This Movie Shouldn’t Be This Good

The Great Wall poster from Shaw Online

“It’s not what a movie is about, it’s how it is about it.”

-Roger Ebert

In 2011, a movie came out with the stupidest premise of all time. That premise was right there in the title: Cowboys & Aliens. I thought to myself, “Are Hollywood producers getting their ideas from their six-year-old kids now?” There was simply no way that movie was going to be anything other than b-movie dreck, and the only entertainment value it was going to have was in pointing and laughing at how terrible it was.

Then I watched it. And I loved it. Cowboys & Aliens was actually a really good movie, in spite of its premise. It had really good characters, a compelling story, good acting, good cinematography, and good directing. I was pleasantly surprised.

I was thinking of Cowboys & Aliens quite a lot when I watched The Great Wall, a fantasy action film starring Matt Damon.

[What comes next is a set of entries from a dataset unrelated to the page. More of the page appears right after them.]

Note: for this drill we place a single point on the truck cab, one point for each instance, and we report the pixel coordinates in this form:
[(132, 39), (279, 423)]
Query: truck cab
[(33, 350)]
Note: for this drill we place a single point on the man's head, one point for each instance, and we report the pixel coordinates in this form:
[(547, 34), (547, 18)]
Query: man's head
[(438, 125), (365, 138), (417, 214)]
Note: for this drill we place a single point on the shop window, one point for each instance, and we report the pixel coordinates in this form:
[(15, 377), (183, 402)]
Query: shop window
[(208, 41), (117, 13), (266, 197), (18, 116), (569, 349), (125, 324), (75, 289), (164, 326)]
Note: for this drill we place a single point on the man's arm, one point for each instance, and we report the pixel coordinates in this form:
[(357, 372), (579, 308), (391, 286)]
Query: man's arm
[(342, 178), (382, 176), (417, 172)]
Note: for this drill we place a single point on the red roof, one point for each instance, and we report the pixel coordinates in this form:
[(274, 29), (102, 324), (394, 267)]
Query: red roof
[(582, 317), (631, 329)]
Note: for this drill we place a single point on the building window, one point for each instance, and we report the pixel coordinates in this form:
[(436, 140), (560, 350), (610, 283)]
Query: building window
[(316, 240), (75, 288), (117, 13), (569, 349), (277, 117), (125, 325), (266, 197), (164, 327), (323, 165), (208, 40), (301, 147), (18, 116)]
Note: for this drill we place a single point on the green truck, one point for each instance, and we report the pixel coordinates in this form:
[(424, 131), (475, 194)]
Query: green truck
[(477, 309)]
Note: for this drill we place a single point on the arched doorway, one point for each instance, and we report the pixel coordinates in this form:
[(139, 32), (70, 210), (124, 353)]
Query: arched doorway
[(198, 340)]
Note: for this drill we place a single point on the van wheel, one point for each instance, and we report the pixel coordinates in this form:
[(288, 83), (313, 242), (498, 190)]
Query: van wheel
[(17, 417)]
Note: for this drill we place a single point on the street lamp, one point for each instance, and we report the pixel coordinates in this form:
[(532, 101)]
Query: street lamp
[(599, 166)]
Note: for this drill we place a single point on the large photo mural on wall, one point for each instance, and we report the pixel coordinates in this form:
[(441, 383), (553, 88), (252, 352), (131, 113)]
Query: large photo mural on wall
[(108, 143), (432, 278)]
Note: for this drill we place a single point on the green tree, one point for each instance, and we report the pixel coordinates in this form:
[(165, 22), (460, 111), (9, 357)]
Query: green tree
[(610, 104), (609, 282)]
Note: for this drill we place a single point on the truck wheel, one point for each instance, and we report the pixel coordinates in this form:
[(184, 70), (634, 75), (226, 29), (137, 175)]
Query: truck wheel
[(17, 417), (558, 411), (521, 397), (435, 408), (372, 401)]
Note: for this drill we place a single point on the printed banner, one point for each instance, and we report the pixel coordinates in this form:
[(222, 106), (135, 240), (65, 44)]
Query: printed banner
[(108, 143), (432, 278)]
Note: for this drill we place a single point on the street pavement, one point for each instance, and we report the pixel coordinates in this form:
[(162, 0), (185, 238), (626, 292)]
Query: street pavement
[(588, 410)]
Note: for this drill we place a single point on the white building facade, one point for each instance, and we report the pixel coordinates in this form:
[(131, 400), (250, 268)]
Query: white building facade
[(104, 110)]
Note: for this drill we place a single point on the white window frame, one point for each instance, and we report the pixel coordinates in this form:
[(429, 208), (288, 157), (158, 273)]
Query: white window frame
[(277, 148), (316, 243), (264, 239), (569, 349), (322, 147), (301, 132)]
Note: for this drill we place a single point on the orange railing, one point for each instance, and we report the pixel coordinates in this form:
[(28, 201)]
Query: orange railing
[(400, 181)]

The Great Wall is actually quite an interesting cultural artifact; in a way, it is a symbol of how globalized the world’s media has become. Filmed in Qingdao, China, The Great Wall is the result of a partnership between the American and Chinese film industries that is, in essence, China’s attempt to have a breakout global blockbuster hit. The film was produced by Legendary East, the Hong Kong-based subsidiary of American film company Legendary Entertainment, which was itself bought by a Chinese company called the Wanda Group in 2016. The film was directed by Zhang Yimou (Hero, House of Flying Daggers), and it was written by a team of Americans that included Tony Gilroy, who wrote the Jason Bourne movies. Apart from Damon, Pedro Pascal (Narcos, The Adjustment Bureau) and Willem Dafoe (Platoon, The Grand Budapest Hotel), almost all of the cast is made up of Chinese actors and actresses. This movie is the most expensive to ever be filmed in China, costing $150 million to make.

So, considering how important this movie is to the Chinese film industry, how expensive the movie was to make, and what a massive gamble this film represents, what was the premise they chose to go with for this would-be breakout global blockbuster hit? Ancient Chinese soldiers on the Great Wall of China fighting hordes of hideous green alien monsters.

Yes, really.

The Great Wall image from CGMeetup

I laughed out loud when I saw the trailer for this film. I simply could not believe my eyes. I thought to myself, “They have to be joking, right?” Surely, this was going to be an epic flop. It was going to be one of the biggest disasters of movie history, I thought, and decided that I had to see what a horrible atrocity this film was with my own eyes.

Once again, I was dead wrong.

Just as with Cowboys & Aliens, the movie took its patently ludicrous premise and ran with it. Somewhere along the line, Zhang Yimou and the rest of the team making this movie must have had a meeting and decided, “Look, this is a movie about fighting alien monsters on the Great Wall of China. But, darn it, we will make the best movie about fighting alien monsters on the Great Wall of China that has ever been made!” Boy, did they deliver.

It seems to me like the trick when dealing with a crazy premise like this is to focus on developing a very good core story and use the bizarre stuff as window-dressing. Cowboys & Aliens was, at its core, a really good Western that just so happened to have aliens in it. Likewise, The Great Wall is, at its core, a film about an outsider caught in the middle of something way over his head. The movie works because it grounds the human drama and makes that part so believable, you are willing to suspend your disbelief for the green monster parts.

Indeed, the movie takes great pains to make everything that happens on the human side “make sense”. What are two white guys doing in China? They are on a mission to learn the secret of gunpowder and bring it back to Europe. Why do some of the Chinese characters know how to speak English? Another European had arrived several years ago to do the same thing, and taught those characters English. The Chinese armies use all manner of fantastical weapons and war machines, but the film shows us how each of these machines works using technology that would have been available at the time. These may be minor details, but so many movies would have just ignored or glossed over them, the fact that this movie takes time to explain them shows a commitment to world-building that really pays off.

It really is the acting, though, that pulls the whole thing together. The sincerity in their performances really drives the drama and makes me willing to buy that they really are in a fight for their lives against an enemy they don’t fully understand. I was particularly impressed by the performance of Tian Jing (Special ID, The Warring States). If The Great Wall performs as well as its makers hope, she might start showing up in more Hollywood movies, and if so, she deserves it.

Of course, in a movie this expensive, one would hope the special effects are excellent, and I can assure you that they do not disappoint. If you like epic movies such as The Lord of the Rings films, you will find plenty to enjoy here.

If there’s one lesson to take away from all of this, it’s that you shouldn’t dismiss a movie out of hand because of its premise. Sometimes, a good movie just might surprise you out of nowhere.